Open Source: Not so Open after all

Added 12th Jan 2010

On the surface, it seems like an open and shut case: Financial juggernaut Goldman Sachs accuses its former programming whiz Sergey Aleynikov with trying to steal its super-fast, high-volume trading code. This type of high-frequency trading code will, in fact, bring in billions for Wall Street companies, like Goldman Sachs. It's specialized and important.

“When in the software development process, does Opensource code become proprietary software of the company from which a programmer is drawing a paycheck?”

The Russian Aleynikov had fled Goldman to join a startup trading company, Teza Technologies, and allegedly sent financial trading code to a server based in Germany before he departed Wall Street for Chicago, noted various news reports and court documents. And upon hearing Goldman's allegations, the FBI swooped in and arrested Aleynikov a day before the fourth of July.

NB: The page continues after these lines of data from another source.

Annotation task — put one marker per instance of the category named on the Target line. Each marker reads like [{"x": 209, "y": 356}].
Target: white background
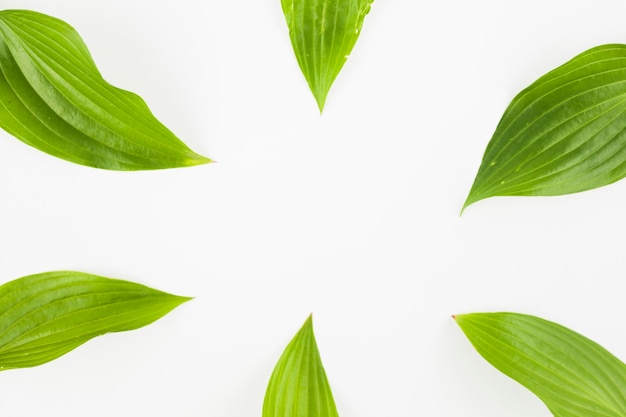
[{"x": 353, "y": 216}]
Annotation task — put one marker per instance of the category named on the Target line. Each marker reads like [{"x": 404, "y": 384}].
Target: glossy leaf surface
[
  {"x": 46, "y": 315},
  {"x": 298, "y": 386},
  {"x": 53, "y": 98},
  {"x": 572, "y": 375},
  {"x": 563, "y": 134},
  {"x": 323, "y": 33}
]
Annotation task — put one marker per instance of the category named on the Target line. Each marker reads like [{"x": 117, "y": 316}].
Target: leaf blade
[
  {"x": 55, "y": 99},
  {"x": 46, "y": 315},
  {"x": 572, "y": 375},
  {"x": 298, "y": 385},
  {"x": 323, "y": 34},
  {"x": 563, "y": 134}
]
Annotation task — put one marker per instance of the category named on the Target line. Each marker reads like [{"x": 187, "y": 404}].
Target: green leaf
[
  {"x": 298, "y": 386},
  {"x": 323, "y": 33},
  {"x": 563, "y": 134},
  {"x": 46, "y": 315},
  {"x": 53, "y": 98},
  {"x": 572, "y": 375}
]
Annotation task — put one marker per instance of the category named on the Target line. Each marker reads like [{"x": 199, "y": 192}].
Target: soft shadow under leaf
[
  {"x": 46, "y": 315},
  {"x": 323, "y": 33},
  {"x": 572, "y": 375},
  {"x": 563, "y": 134},
  {"x": 298, "y": 386},
  {"x": 53, "y": 98}
]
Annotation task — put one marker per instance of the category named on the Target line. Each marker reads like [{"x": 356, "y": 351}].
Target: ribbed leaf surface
[
  {"x": 572, "y": 375},
  {"x": 298, "y": 386},
  {"x": 563, "y": 134},
  {"x": 323, "y": 33},
  {"x": 53, "y": 98},
  {"x": 46, "y": 315}
]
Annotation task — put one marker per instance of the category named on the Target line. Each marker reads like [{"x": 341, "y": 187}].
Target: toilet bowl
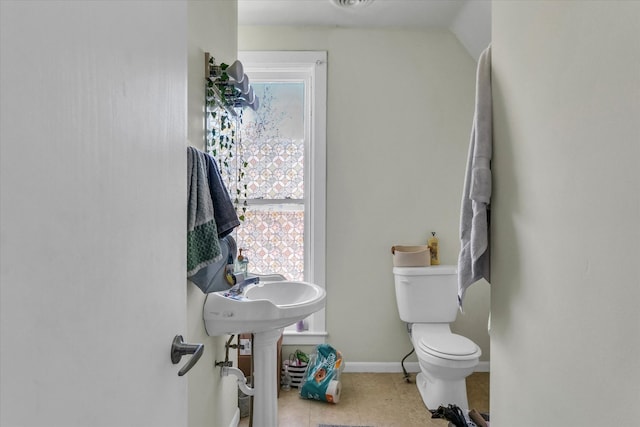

Case closed, right? Not exactly. Many, many troubling questions have been raised since the arrest. Among the myriad concerns over Goldman's airtight allegations of theft and the possibility of a 'substantial' financial loss to Goldman, are these: Aleynikov's salary jumped from $400,000 (about Rs 2 crore) at Goldman Sachs to $1.2 million (about Rs 600 crore) at his new gig at Teza Technologies (seems stupid to do anything to mess that up); while in FBI custody, Aleynikov let agents search his house and waived his rights to self-incrimination, reportedly speaking to FBI agents for four hours. And just how much damage could Aleynikov actually do, reportedly transferring less than 32 MB of Goldman proprietary code?

Aleynikov and his public defender maintain that Aleynikov had "inadvertently downloaded a portion of Goldman's proprietary code while trying to take files of Open-source software," as reported in a New York Times article. Aleynikov claims that he has not given the code to his new employers or used it there, and as the Times reports, "the criminal complaint offers no evidence that he has."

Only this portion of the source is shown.